El tema de intentar alargar la vida de los seres humanos presenta varias inquietudes que, a pesar de no ser ‘políticamente correctas’ o presentables, tiene repercusiones en el campo económico que valen la pena ser debatidas.
Mucho se discute respecto al costo de las ‘enfermedades terminales’ y al derecho del individuo a que sean cubiertas por las diferentes formas de seguridad social. Y se reconoce la duda sobre si debe prevalecer el derecho de la persona enferma sobre los derechos de los otros pacientes que no alcanzarían a recibir la atención necesaria porque esos gastos —por lo altos— consumirían los recursos de lasentidades responsables de cubrir esas enfermedades.
Pero desde el punto de vista de la colectividad —no de los derechos de los unos o de los otros— no tiene sentido lo que implica el ofrecer mantener vivas a personas que en la realidad ya no solo no están disfrutando la vida, sino están sufriendo innecesariamente una prolongación que nada les aporta.
Y es que puede existir una distorsión en el concepto de ‘muerte natural’, lo cual nos ha llevado a olvidar que la vida natural está definida por la muerte; hemos aceptado la idea que postergar ese evento al máximo es lo prioritario, cuando lo que sería ´natural’ sería darle más importancia al carpe diem, a vivir intensamente el día y el momento, estando dispuestos a despedirnos del mundo cuando ya no seamos capaces de disfrutarlo.
La obsesión social por lograr alargar la vida es además retroalimentado por el sistema mismo de la sociedad de consumo. Buena parte y seguramente la gran mayoría de los productos que se nos ofrecen aprovechan esa tendencia a una ‘vida sana’ como una estrategia comercial. Es probable que en efecto los productos ‘orgánicos’ contribuyan en algo a una buena salud —satisfaciendo así la idea de que se podrá vivir más tiempo—; pero la realidad es que lo que puede eventualmente cambiar es mínimo cuando no inexistente. Es el caso del gluten que ha consumido a lo largo de la historia la humanidad sin que se le conocieran inconvenientes y que hoy está claro que solo podría afectar en casos excepcionales a personas de la raza caucásica pura, pero se distribuyen alimentos gluten free como si fuera quitándoles un veneno que acortara la vida. Y así la leche sin lactosa, o el café sin cafeína, etc.
Hoy la obsesión por la salud —y en algo parecido en la obsesión por la belleza—
se han convertido no en una fuente de satisfacción
sino en una de angustia
Hoy la obsesión por la salud —y en algo parecido en la obsesión por la belleza— se han convertido no en una fuente de satisfacción sino en una de angustia, y quien no se ve sano y bello no solo sufre una discriminación sino vive esforzándose por cambiar su naturaleza.
Es válido el argumento de que acostumbrarse al ejercicio y a la ‘comida sana’ además de alargar la vida debe permitir disfrutarla mejor cuando por la edad se empiecen a mostrar deficiencias físicas, Pero eso equivale a no gastar ahora para tener ahorrado para el futuro, es decir renunciar al hoy por la expectativa del mañana.

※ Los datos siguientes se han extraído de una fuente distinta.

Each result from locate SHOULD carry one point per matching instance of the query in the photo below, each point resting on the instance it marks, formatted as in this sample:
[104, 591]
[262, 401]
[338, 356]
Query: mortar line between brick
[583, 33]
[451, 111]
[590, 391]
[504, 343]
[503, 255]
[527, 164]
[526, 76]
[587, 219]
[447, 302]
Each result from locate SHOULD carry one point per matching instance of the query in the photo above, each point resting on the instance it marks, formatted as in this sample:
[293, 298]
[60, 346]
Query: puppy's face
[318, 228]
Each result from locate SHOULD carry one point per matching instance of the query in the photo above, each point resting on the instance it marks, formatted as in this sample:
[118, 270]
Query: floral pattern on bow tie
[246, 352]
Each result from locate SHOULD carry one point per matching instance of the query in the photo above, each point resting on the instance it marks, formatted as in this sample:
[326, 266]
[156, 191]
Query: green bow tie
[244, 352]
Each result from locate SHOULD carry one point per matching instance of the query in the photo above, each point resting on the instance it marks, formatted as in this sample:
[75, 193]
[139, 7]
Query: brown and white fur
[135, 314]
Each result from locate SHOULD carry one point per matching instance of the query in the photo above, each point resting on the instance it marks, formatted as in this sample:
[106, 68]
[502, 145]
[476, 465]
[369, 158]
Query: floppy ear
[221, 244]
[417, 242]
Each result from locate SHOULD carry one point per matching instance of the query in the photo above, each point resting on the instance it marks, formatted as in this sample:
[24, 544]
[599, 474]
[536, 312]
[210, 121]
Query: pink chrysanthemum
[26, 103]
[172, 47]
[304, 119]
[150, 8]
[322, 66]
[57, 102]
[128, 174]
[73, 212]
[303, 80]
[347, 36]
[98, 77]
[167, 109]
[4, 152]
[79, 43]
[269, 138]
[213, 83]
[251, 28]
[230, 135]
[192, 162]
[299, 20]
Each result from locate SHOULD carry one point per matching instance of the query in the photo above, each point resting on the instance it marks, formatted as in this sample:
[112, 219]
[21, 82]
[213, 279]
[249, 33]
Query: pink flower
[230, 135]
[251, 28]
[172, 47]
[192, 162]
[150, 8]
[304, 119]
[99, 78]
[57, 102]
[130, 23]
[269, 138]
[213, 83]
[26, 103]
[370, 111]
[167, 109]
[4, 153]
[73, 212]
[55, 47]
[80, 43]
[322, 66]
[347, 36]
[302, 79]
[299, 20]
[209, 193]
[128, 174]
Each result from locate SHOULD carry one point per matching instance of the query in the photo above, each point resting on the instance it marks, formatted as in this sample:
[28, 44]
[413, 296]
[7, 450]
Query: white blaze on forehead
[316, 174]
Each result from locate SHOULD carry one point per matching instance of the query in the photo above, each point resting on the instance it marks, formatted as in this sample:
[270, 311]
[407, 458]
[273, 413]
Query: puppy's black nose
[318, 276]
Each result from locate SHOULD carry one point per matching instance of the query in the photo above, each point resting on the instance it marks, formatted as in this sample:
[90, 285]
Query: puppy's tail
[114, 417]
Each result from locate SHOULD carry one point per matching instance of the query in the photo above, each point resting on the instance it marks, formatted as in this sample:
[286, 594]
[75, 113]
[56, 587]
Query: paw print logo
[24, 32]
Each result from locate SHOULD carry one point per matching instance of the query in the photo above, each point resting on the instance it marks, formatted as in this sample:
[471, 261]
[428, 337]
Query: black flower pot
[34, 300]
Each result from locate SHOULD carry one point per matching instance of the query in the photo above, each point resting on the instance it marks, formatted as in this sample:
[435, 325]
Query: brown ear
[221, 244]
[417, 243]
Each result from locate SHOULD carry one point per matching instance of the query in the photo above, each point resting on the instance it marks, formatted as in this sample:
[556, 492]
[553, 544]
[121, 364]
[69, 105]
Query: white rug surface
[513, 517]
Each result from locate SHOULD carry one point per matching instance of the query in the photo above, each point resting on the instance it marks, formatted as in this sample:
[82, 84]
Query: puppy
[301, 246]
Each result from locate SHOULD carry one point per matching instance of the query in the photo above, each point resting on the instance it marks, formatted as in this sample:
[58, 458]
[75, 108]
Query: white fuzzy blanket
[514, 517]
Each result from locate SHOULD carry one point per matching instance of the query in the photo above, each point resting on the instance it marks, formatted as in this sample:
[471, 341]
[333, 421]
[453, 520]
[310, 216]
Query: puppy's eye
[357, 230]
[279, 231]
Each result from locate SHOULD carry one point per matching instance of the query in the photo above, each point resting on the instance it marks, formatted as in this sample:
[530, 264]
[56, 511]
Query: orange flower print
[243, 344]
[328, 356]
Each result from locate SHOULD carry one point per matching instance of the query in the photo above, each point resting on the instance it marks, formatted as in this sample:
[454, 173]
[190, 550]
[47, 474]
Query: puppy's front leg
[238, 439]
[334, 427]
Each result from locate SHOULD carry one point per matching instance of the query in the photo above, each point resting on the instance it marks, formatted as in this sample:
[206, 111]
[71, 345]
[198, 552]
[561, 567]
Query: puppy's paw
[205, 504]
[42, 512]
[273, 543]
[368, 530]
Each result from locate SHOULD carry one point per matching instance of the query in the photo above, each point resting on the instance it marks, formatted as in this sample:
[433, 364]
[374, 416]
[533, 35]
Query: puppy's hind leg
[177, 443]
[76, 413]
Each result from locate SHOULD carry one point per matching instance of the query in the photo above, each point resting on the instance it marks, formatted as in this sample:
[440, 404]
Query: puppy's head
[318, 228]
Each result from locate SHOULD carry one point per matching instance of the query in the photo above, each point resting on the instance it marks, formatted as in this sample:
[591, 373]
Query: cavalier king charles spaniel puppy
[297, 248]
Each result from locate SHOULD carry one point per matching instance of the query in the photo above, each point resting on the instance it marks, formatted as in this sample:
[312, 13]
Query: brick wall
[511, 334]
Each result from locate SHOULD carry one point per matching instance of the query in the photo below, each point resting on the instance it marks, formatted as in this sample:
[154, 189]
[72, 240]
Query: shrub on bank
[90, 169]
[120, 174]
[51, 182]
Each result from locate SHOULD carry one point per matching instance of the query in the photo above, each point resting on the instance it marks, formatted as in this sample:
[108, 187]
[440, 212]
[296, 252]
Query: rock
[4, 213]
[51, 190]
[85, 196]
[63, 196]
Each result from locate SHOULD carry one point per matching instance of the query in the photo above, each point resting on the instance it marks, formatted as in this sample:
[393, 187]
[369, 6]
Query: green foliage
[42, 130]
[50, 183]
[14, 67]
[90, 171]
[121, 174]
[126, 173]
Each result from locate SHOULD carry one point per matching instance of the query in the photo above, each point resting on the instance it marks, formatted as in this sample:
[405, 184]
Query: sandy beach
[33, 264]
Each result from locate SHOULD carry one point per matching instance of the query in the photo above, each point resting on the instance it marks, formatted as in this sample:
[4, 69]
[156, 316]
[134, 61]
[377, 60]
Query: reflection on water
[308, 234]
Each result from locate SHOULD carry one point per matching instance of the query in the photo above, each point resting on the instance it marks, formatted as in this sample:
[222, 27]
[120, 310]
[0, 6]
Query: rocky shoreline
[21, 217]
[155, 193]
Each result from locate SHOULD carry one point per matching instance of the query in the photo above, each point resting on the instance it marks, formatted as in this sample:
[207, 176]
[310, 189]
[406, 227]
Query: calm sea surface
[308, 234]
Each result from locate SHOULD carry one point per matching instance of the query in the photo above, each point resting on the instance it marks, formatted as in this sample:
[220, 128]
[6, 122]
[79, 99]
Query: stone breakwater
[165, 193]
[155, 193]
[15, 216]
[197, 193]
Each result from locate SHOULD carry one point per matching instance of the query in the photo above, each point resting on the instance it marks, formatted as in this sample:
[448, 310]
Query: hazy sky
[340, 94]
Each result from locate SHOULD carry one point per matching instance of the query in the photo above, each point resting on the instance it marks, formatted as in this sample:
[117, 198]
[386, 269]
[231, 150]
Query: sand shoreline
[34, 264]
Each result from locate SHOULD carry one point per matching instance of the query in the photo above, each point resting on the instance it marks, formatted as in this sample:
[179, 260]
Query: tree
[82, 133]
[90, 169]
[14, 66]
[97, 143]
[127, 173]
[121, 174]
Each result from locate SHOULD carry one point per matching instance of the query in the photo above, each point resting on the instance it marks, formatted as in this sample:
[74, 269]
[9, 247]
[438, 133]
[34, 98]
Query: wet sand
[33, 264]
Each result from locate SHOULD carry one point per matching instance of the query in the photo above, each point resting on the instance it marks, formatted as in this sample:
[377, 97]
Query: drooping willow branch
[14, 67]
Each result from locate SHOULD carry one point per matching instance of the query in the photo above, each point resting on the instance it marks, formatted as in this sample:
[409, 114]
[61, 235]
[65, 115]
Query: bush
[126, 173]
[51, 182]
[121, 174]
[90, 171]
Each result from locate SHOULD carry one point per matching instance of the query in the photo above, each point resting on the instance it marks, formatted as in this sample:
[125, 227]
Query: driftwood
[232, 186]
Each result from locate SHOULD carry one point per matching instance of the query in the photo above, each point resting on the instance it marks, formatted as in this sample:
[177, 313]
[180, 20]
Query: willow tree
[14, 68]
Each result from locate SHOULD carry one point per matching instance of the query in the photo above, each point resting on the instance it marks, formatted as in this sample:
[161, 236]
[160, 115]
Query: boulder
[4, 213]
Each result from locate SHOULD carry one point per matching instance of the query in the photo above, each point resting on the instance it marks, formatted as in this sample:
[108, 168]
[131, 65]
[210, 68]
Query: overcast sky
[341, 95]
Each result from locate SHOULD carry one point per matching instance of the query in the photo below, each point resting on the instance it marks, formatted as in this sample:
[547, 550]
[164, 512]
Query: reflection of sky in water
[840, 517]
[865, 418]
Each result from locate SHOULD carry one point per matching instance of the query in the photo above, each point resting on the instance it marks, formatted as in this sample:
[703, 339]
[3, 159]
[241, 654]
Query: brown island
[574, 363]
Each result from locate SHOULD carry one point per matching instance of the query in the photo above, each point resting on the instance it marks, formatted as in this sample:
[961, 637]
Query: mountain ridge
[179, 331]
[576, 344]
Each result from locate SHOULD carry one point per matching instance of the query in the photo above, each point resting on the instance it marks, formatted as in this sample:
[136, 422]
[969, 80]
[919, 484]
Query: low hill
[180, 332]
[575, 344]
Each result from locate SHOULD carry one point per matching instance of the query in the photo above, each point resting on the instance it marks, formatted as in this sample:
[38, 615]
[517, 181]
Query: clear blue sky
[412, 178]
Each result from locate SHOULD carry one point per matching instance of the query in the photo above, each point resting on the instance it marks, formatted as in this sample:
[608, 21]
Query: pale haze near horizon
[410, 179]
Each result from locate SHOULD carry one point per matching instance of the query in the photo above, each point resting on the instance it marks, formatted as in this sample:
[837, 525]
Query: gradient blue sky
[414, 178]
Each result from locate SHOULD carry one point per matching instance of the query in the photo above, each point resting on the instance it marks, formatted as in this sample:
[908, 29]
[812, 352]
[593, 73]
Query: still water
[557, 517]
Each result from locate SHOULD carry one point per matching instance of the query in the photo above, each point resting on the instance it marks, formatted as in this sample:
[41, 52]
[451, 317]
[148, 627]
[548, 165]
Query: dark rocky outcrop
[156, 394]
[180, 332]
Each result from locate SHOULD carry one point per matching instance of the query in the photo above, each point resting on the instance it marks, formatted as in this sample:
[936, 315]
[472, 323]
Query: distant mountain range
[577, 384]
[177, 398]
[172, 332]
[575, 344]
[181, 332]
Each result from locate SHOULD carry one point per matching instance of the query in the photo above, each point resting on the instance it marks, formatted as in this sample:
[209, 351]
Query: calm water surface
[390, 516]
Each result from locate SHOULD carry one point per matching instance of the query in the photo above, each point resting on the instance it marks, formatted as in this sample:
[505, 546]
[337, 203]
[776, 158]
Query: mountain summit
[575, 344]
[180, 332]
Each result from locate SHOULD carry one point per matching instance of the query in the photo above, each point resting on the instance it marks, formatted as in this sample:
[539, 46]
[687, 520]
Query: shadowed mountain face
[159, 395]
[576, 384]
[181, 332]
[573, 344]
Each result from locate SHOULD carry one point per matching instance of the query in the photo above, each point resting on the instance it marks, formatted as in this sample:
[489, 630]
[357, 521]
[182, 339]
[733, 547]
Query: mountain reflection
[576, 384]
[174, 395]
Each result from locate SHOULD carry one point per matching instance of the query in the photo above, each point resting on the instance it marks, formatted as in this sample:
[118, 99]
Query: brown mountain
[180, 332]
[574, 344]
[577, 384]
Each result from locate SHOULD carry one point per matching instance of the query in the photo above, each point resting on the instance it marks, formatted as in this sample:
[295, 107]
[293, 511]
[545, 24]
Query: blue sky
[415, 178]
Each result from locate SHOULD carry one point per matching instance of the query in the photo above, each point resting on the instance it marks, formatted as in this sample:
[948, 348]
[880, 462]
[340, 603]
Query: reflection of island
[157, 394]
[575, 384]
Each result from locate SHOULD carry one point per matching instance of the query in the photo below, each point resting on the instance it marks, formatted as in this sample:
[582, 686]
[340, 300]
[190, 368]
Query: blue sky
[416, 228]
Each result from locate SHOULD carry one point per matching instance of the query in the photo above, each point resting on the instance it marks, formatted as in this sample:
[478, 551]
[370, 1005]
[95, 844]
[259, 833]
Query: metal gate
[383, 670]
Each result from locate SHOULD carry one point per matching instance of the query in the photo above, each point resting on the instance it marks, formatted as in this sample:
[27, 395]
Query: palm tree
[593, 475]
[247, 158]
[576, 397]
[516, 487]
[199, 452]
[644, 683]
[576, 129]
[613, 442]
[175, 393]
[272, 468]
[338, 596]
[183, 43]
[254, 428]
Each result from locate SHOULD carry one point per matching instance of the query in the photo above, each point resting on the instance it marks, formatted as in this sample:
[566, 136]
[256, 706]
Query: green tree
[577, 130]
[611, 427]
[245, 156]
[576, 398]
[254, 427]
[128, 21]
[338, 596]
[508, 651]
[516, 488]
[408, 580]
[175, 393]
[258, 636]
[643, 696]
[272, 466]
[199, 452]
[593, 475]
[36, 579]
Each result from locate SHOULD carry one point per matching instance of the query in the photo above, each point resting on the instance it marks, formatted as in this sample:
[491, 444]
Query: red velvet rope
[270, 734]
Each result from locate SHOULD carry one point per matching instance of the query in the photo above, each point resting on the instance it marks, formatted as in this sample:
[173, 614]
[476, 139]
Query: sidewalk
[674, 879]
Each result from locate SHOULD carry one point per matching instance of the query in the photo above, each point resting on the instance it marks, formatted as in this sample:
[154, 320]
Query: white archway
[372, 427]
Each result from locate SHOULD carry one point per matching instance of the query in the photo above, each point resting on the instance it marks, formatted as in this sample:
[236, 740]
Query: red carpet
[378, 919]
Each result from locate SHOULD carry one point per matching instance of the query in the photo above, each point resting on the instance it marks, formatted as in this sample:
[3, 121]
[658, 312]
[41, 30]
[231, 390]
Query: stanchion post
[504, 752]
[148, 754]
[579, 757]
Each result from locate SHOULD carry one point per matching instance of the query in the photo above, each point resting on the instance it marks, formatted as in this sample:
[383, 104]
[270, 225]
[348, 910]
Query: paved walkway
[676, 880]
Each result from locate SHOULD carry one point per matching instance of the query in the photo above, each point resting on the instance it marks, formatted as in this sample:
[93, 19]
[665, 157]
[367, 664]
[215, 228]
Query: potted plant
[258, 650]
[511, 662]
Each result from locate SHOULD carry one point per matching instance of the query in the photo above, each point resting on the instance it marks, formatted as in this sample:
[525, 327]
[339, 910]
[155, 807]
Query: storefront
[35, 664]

Los recientes casos del padre de Matador y de Tito Livio Caldas han puesto sobre la mesa el debate sobre la ‘muerte asistida’ como un tema moral o incluso religioso.
Sin quitarle importancia a este aspecto —porque los valores y las creencias de las comunidades no solo son respetables sino deben ser defendidas—, lo cierto es que los costos de esa ‘obligación’ deben ser comparados con los beneficios que presenta y con las alternativas posibles bajo una política de Estado.
El que cada individuo pudiese decidir cuándo y cómo irse al otro mundo debería no ser una excepción sino algo parecido a la donación de órganos, una opción que el Estado debería estimular y ofrecer a todo ciudadano.
Esto implicaría ahorrarle a la comunidad inmensos gastos, además de reconocerle a la persona como ser humano el derecho a decidir sobre el momento propiamente culminante de su vida.